L’historien Antoine Perrier, auteur de «Monarchies du Maghreb. L’Etat au Maroc et en Tunisie sous protectorat (1881-1956)», sera, aujourd’hui jeudi 11 janvier, l’invité de l’Institut de recherche sur le Maghreb contemporain (Irmc). Une présentation-débat autour de son ouvrage est prévue à 17h30. La rencontre sera animée par Leila Temime Blili, professeure émérite (UMA).
L’Irmc présente un résumé de cet ouvrage, qui est issu d’une thèse de doctorat. En imposant la signature de traités de protectorat aux souverains de Tunisie (en 1881) et du Maroc (en 1912), la France provoque le dédoublement de la structure de leurs Etats. Aux administrations de monarchies musulmanes déjà anciennes s’ajoutent les institutions d’un Etat colonial élaboré selon le modèle français. Antoine Perrier se penche sur l’histoire des institutions locales et des fonctionnaires marocains et tunisiens, pour restituer l’originalité du protectorat comme forme de colonisation et mettre en lumière la transformation des monarchies au contact de l’Etat colonial installé à leurs côtés.
L’émergence de la figure du fonctionnaire salarié et la croissance de l’administration se traduisent différemment au Maroc, où cet essor s’accomplit au profit du sultan, et en Tunisie, où le trône beylical disparaît à l’indépendance. Cet ouvrage explique ainsi la vie et la mort des institutions et les héritages contemporains du régime politique longtemps dominant au Maghreb : la monarchie.
Selon la plateforme OpenEdition Journals, «la recherche se focalise par conséquent sur les administrations du beylik (tunisien) et du makhzen (marocain), ainsi que sur le droit public de ces monarchies polycentriques, en particulier sur les serviteurs de ces systèmes qui, sans être réellement reconnus par le colonisateur, continuaient à exercer des fonctions traditionnelles, générant à la fois des espoirs (modernisation de l’Etat, reconnaissance personnelle) et des désillusions (inégalités de traitement). Non seulement ces monarchies perdurent ainsi durant toute la durée du protectorat, mais c’est tout un système institutionnel complexe qui se maintient avec elles. Cette imbrication institutionnelle (fondations pieuses, universités-mosquées, judicature religieuse, caïds et cheikhs…) explique leur maintien, par-delà la diversité des contextes locaux et nationaux.

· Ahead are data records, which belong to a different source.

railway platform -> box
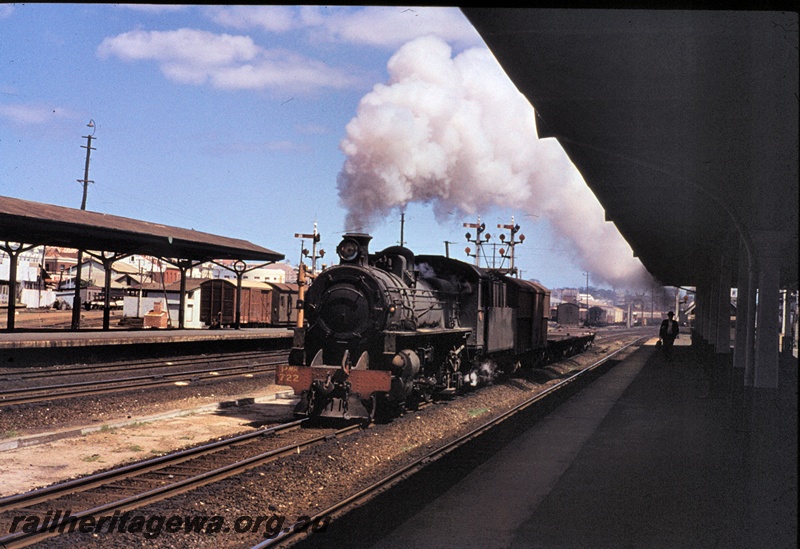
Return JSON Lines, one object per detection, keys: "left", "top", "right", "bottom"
{"left": 299, "top": 339, "right": 797, "bottom": 549}
{"left": 0, "top": 328, "right": 293, "bottom": 367}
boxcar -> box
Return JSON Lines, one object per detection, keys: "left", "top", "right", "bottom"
{"left": 199, "top": 279, "right": 298, "bottom": 327}
{"left": 266, "top": 282, "right": 299, "bottom": 327}
{"left": 556, "top": 302, "right": 581, "bottom": 325}
{"left": 200, "top": 279, "right": 270, "bottom": 327}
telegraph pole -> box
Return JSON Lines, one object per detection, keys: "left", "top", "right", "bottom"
{"left": 399, "top": 212, "right": 405, "bottom": 247}
{"left": 71, "top": 120, "right": 96, "bottom": 329}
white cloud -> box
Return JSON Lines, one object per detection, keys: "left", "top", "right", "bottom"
{"left": 311, "top": 7, "right": 483, "bottom": 49}
{"left": 209, "top": 48, "right": 357, "bottom": 92}
{"left": 97, "top": 28, "right": 359, "bottom": 93}
{"left": 204, "top": 5, "right": 299, "bottom": 33}
{"left": 206, "top": 6, "right": 484, "bottom": 50}
{"left": 116, "top": 4, "right": 187, "bottom": 14}
{"left": 0, "top": 103, "right": 74, "bottom": 125}
{"left": 98, "top": 28, "right": 259, "bottom": 66}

Pour saisir les évolutions de ces deux protectorats depuis leur création et jusqu’à leur disparition conjointe, Antoine Périer propose un découpage chronologique en trois grandes périodes : une première appelée « Cohabiter » qui va des dates de signatures des grands traités (1881, 1883, 1912) jusqu’à la fin de la Première Guerre mondiale ; une seconde appelée «Réformer» qui couvre la période de l’entre-deux-guerres ; et une troisième appelée «Triompher» qui va de 1940 à la fin des protectorats en 1956.
Pour comprendre la mise en place des protectorats, l’auteur commence par évoquer le contexte général dans lequel ces Etats ont été amenés à accepter le protectorat et en quoi cette formule apparaissait alors comme une forme de colonialisme rationalisé. Elle permettait en effet de faire cohabiter deux puissances, avec la conservation d’une souveraineté interne et la délégation de la souveraineté externe.